LCS2-IIITD / SANDS

6 stars 3 forks source link

about 'Semi-supervised Stance Detection of Tweets Via Distant Network Supervision' #1

Open gzz0312 opened 2 years ago

gzz0312 commented 2 years ago

Hello, I am very interested in your article titled "Semi-supervised Stance Detection of Tweets Via Distant Network Supervision" published on wsdm-2022, I read your code, and I don't understand something, I hope you can help me Solved, in lines 119, 120, and 121 of your run_model.py file, mask is a matrix with all zeros, and loss_a and loss_b are also all zeros. In this case, these two losses will be useless. I look forward to your reply.

Subha0009 commented 2 years ago

Hi. Thanks a lot for showing interest in our work. There are four loss components: loss_a, loss_b (these are the semi-supervision loss) and loss_c, loss_d (these are the supervised loss). The matrix 'mask' contains the adjacent indices according to the followership. This is highly sparse, but not all zero. 'mask' is simply computed from the edge weight matrix EW (which is being loaded at line 41-42 from disk) selecting the necessary slices and converting them to float32 tensors. Hope this explains the issue. Please do let me know if you need any more clarification :)

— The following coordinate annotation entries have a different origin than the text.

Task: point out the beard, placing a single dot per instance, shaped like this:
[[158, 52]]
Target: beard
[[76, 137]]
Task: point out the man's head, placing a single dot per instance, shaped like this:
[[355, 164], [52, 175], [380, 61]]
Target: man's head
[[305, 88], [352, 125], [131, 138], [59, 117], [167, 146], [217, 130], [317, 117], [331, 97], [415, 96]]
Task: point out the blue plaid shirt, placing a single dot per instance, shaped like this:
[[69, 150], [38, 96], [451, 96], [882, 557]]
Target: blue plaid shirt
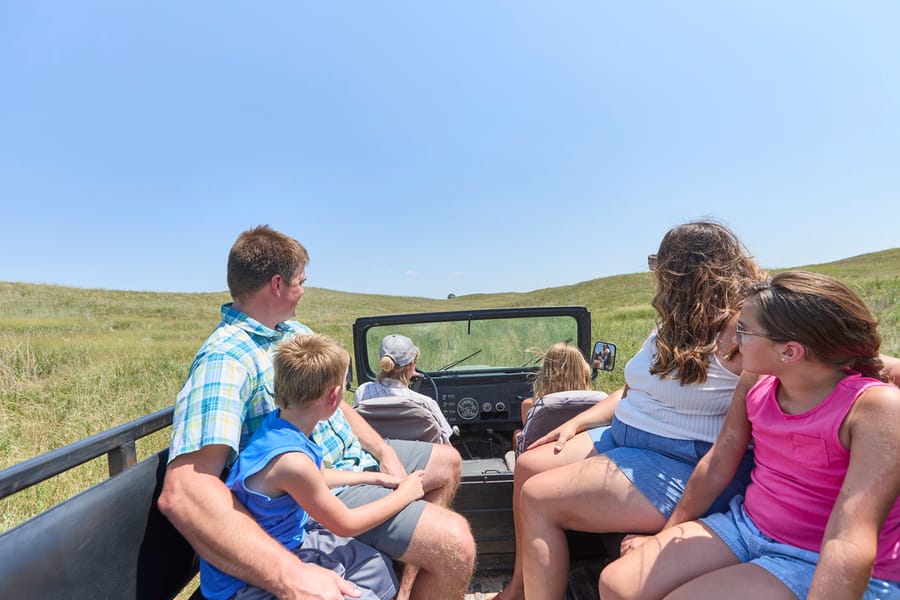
[[229, 389], [341, 449]]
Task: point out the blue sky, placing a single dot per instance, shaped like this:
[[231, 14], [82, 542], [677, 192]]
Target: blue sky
[[423, 148]]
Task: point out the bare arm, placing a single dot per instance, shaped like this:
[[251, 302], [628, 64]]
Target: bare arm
[[297, 475], [851, 536], [892, 365], [373, 443], [219, 528], [598, 415], [338, 478]]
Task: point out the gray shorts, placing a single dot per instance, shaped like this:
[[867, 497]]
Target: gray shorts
[[392, 537], [367, 568]]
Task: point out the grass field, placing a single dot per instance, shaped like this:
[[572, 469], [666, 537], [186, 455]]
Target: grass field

gzz0312 commented 2 years ago

image Hello, thanks for the reply, the elements of EW_batch in this line of code are zero and one. When executing tf.greater_equal(tf.reduce_max(EW_batch, axis=-1), model_params['min_degree']), The value of model_params['min_degree'] is 15 or 20, and the value of mask can only be all zeros. According to the idea of ​​your article titled "Semi-supervised Stance Detection of Tweets Via Distant Network Supervision" published on wsdm-2022, should the above code be changed to tf.greater_equal(tf.reduce_sum(EW_batch, axis=-1), model_params[' min_degree']), max is changed to sum, but the effect of this change is very poor.I would be very grateful if you can clarify my confusion. The picture below is the mask value I print when I run the code you provided. image

Subha0009 commented 2 years ago

Hi. Thanks again for pointing this out. I'm going through the main codebase to check the issue. Meanwhile, could you please elaborate on the poor effect of the said change?

gzz0312 commented 2 years ago

Hi, thanks for the reply, when I run the USA dataset with splitsize of 500, the F1-score is only 0.37, which is much lower than the 0.49 in your article.

gzz0312 commented 1 year ago

image hi,I'm very interested in your work, but I don't understand the representation of tweet data. May I ask how the encoded_tweet_list in your code is initialized. This question can also be expressed as, what does the vector of a Twitter mean?

Subha0009 commented 1 year ago

Hi. This encoded_tweet_list is simply a tensor representation of tweets, containing sequences of one-hot vectors representing words in the tweet. So if we have a vocab size of $V$, a single tweet will be represented as $$\tau_i = [v_j|j\in [0, \text{maxlen}), v_j\in [0, V)]$$ Then encoded_tweet_list is a sequence $[\tau_i|i\in [0, \text{batch size})]$

gzz0312 commented 1 year ago

Hi, according to your statement, a word of Twitter is represented by one-hot vector, then a tweet is a matrix, but the data in your code, a tweet is a vector.

Subha0009 commented 1 year ago

A tweet is a vector here since each token is represented as an integer index (position in vocab) and not sparse one-hot vectors.